First, cost pressure is the most direct factor. As mining difficulty increases and electricity costs rise, miners' production costs continue to increase, while Bitcoin prices have failed to rise correspondingly, resulting in extremely compressed profit margins. To cover electricity fees, equipment depreciation, and other operating costs, miners have no choice but to sell their Bitcoin holdings. Second, debt pressure is also an important reason for miners' dumping. Many mining enterprises leveraged heavily during periods of industry prosperity, and when the industry downturn arrived, the pressure of maturing debt forced them to dump Bitcoin to repay debts. Additionally, the need for strategic transformation has driven some miners to sell Bitcoin. Some mining enterprises have identified promising prospects in AI computing services and decided to redirect capital from Bitcoin mining to AI computing infrastructure construction, requiring them to dump Bitcoin to raise transformation funds.
As for the controversial Bitdeer, with continuously increasing mining difficulty and coin price volatility, mining enterprises' profit margins have been extremely compressed. Meanwhile, AI computing services have demonstrated vigorous development, becoming a new profit growth driver. Bitdeer's mining business itself controls massive computing resources, and redirecting some of this computing power from cryptocurrency mining to AI computing services gives it natural advantages. Reports indicate that Bitdeer plans to focus the raised capital on data center expansion, AI cloud service growth, and R&D of high-performance mining hardware. For example, Bitdeer recently launched the Sealminer A2 miner and received investment from Tether, further confirming its diversification intentions.

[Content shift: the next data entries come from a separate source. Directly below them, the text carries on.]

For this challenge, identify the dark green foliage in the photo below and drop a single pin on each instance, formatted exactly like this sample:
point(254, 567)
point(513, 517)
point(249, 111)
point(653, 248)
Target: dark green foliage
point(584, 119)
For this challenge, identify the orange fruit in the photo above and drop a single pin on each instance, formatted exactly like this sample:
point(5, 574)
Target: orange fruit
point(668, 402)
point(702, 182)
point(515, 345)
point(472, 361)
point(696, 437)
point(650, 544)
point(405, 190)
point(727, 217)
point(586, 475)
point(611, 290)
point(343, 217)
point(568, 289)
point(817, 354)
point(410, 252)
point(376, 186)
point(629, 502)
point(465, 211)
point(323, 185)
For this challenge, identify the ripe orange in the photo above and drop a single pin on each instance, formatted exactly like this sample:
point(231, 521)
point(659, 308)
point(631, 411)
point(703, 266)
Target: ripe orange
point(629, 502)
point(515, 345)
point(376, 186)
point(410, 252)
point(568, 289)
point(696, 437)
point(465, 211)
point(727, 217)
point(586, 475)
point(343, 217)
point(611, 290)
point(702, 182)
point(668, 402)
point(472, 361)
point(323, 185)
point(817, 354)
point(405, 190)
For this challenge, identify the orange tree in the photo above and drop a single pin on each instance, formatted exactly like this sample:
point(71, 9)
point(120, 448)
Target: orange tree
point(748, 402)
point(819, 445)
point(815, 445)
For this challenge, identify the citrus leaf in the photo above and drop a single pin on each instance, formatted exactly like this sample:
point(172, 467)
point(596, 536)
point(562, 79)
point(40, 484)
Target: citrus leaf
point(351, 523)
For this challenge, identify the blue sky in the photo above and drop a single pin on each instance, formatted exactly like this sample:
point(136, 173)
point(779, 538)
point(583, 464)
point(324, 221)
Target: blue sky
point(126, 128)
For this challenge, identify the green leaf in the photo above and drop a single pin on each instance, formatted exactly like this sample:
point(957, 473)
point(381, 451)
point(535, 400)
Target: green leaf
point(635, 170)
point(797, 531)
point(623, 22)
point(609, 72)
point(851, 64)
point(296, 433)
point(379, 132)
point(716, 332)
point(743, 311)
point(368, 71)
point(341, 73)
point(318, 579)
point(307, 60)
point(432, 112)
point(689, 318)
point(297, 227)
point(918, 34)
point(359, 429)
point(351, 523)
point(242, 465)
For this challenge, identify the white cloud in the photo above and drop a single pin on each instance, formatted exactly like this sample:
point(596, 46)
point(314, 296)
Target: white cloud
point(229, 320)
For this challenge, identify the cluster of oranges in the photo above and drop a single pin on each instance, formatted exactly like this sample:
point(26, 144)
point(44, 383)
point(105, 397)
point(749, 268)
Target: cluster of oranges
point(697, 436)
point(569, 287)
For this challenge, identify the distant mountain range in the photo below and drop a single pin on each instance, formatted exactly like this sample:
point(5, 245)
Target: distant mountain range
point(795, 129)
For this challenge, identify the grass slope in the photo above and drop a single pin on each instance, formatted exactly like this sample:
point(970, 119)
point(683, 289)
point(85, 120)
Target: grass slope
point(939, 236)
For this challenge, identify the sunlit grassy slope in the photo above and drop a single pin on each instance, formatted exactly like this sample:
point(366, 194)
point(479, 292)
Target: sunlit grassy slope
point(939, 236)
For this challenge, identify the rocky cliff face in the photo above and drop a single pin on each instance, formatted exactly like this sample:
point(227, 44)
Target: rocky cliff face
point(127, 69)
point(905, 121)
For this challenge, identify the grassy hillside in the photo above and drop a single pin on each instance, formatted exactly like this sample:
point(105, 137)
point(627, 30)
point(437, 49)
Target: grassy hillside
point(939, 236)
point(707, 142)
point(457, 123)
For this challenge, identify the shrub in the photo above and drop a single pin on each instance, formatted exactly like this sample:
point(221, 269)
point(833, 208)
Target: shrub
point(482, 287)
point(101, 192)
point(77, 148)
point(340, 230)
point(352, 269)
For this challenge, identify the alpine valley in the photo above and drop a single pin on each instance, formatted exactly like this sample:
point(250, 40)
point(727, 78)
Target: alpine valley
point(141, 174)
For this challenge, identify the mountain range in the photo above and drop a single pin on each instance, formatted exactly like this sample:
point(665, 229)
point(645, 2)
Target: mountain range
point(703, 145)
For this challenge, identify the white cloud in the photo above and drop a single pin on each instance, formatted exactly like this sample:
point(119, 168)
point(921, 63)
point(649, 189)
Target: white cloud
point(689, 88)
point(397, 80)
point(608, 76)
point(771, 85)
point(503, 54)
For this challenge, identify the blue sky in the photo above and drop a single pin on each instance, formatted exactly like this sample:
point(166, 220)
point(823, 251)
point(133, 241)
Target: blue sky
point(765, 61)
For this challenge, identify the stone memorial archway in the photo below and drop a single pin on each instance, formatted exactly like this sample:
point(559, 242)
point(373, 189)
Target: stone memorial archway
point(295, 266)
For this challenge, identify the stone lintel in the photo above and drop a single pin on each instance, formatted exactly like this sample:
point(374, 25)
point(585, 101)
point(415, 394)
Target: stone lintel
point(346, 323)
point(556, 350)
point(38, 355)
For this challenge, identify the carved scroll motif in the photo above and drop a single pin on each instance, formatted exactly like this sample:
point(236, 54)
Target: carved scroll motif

For the Bitcoin market, mining enterprises' transformation may increase market selling pressure in the short term, but from a medium to long-term perspective, it may not constitute sustained negative factors. On one hand, the scale of mining enterprises' dumping relative to Bitcoin's daily tens of billions of dollars in trading depth is limited in impact; on the other hand, the exit of inefficient miners will optimize the market supply structure, beneficial for Bitcoin price stability.
📊In summary, the decline in Bitcoin mining hashrate, miners' dumping behavior, and Bitdeer's liquidation event all signal that the Bitcoin mining industry is undergoing a profound transformation. In the future, the Bitcoin mining industry will gradually evolve from a model purely dependent on Bitcoin mining to the computing resource management industry. Bitdeer's liquidation event is a microcosm of mining enterprises seeking transformation. In an avalanche, no snowflake is innocent. When a bear market arrives, retail investors feel the pressure, and the burden on whales is not light either. Shutdowns and dumping may be "cutting off a limb to survive," while transformation is about living better. Finding every possible way to survive is the only choice now, waiting for the bull market to return, and believing that the industry will once again be thriving.